Wir müssen raus aus dem Kirchturmdenken. Kärnten und die Steiermark sind in diesem Projekt Partner, keine Konkurrenten. Beide Regionen bringen Stärken mit: Graz als dynamischer Innovationsstandort, Klagenfurt als Verwaltungs- und Bildungszentrum, das das Lavanttal mit seiner ausgeprägten Industrie, die Südsteiermark mit ihrer vitalen KMU-Struktur. In der AREA Süd gibt es viele Kraftzentren. Entscheidend ist: Wir müssen gemeinsam auftreten – auch gegenüber Wien und Brüssel. Investitionen in Infrastruktur, Fördermittel für Forschung oder Bildung werden dorthin fließen, wo es gemeinsame Strategien und starke Allianzen gibt.

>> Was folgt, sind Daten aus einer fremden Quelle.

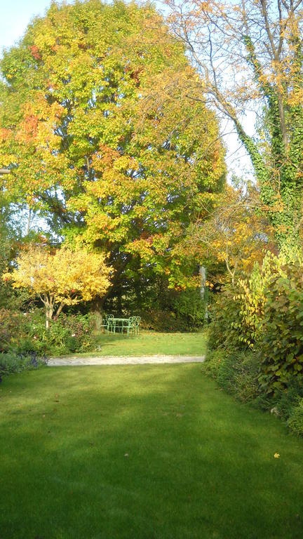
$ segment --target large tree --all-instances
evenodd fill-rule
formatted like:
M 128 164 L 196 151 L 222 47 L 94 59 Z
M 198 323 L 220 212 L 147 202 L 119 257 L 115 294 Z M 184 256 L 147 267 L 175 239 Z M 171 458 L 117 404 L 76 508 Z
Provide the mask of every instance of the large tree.
M 6 188 L 58 232 L 126 267 L 189 282 L 176 246 L 224 176 L 215 114 L 184 46 L 150 5 L 53 2 L 1 62 Z
M 201 74 L 197 84 L 232 122 L 250 157 L 278 244 L 297 243 L 303 215 L 302 0 L 167 3 L 173 29 Z M 253 136 L 248 131 L 252 110 Z

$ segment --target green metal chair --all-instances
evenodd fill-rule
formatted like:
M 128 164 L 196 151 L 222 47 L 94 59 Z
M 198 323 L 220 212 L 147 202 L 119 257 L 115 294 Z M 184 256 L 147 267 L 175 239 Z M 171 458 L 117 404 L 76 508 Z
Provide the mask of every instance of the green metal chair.
M 114 314 L 107 314 L 107 333 L 109 333 L 109 331 L 111 331 L 112 333 L 115 333 L 116 324 L 114 320 Z
M 134 331 L 137 335 L 139 333 L 139 326 L 141 321 L 141 317 L 133 317 L 134 321 Z

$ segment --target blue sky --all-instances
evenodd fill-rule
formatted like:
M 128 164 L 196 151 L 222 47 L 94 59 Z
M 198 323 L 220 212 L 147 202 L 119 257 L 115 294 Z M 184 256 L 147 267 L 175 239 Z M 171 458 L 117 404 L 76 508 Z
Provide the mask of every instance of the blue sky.
M 31 19 L 43 15 L 50 4 L 50 0 L 0 0 L 0 50 L 13 45 Z

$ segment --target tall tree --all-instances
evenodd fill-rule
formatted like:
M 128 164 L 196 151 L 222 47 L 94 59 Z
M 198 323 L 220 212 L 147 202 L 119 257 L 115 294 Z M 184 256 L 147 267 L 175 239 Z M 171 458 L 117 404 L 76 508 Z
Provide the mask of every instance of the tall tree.
M 222 187 L 224 149 L 184 48 L 150 5 L 53 3 L 1 62 L 6 188 L 70 241 L 185 286 L 175 249 Z
M 200 70 L 203 94 L 234 124 L 250 157 L 279 244 L 298 242 L 303 190 L 302 0 L 167 3 L 175 32 Z M 257 119 L 255 136 L 245 129 L 245 115 L 252 109 Z

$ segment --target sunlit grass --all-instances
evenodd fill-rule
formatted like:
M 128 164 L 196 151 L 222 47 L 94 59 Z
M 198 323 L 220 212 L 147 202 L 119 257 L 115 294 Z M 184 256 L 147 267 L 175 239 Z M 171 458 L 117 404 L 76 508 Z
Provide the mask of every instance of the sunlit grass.
M 303 442 L 196 364 L 13 375 L 0 422 L 1 539 L 302 537 Z
M 73 356 L 148 356 L 154 354 L 203 356 L 206 352 L 205 333 L 160 333 L 142 331 L 139 335 L 99 333 L 95 352 Z

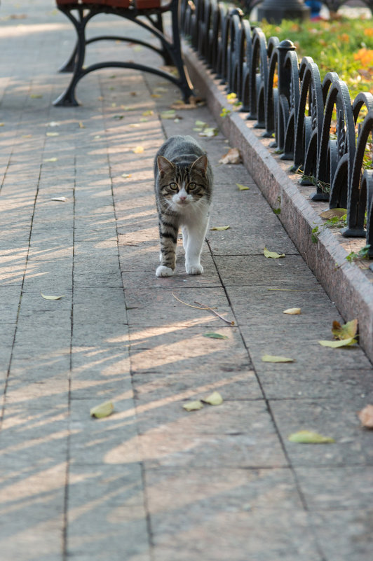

Zum Schluss: Was wäre aus Ihrer Sicht ein Erfolg für die AREA Süd in den nächsten fünf Jahren?
Ein Erfolg wäre, wenn wir den Begriff „Südachse“ nicht nur als geographische Beschreibung, sondern als wirtschaftliche Realität sehen. Wenn Unternehmen sagen: „Ja, der Süden steht auf, dieser Standort hat Zukunft, hier investiere ich.“ Wenn Jugendliche in der Region bleiben, weil sie attraktive Jobs und ein gutes Leben finden. Wenn es uns gelingt, aus der Koralmbahn einen Impulsgeber für die gesamte AREA Süd zu machen, die bis nach Slowenien und an die Adria reicht – nicht nur für den Personenverkehr, sondern für Wertschöpfung, Innovation und Zusammenarbeit. Ich bin überzeugt: Die Chancen sind da. Jetzt müssen wir sie auch nutzen.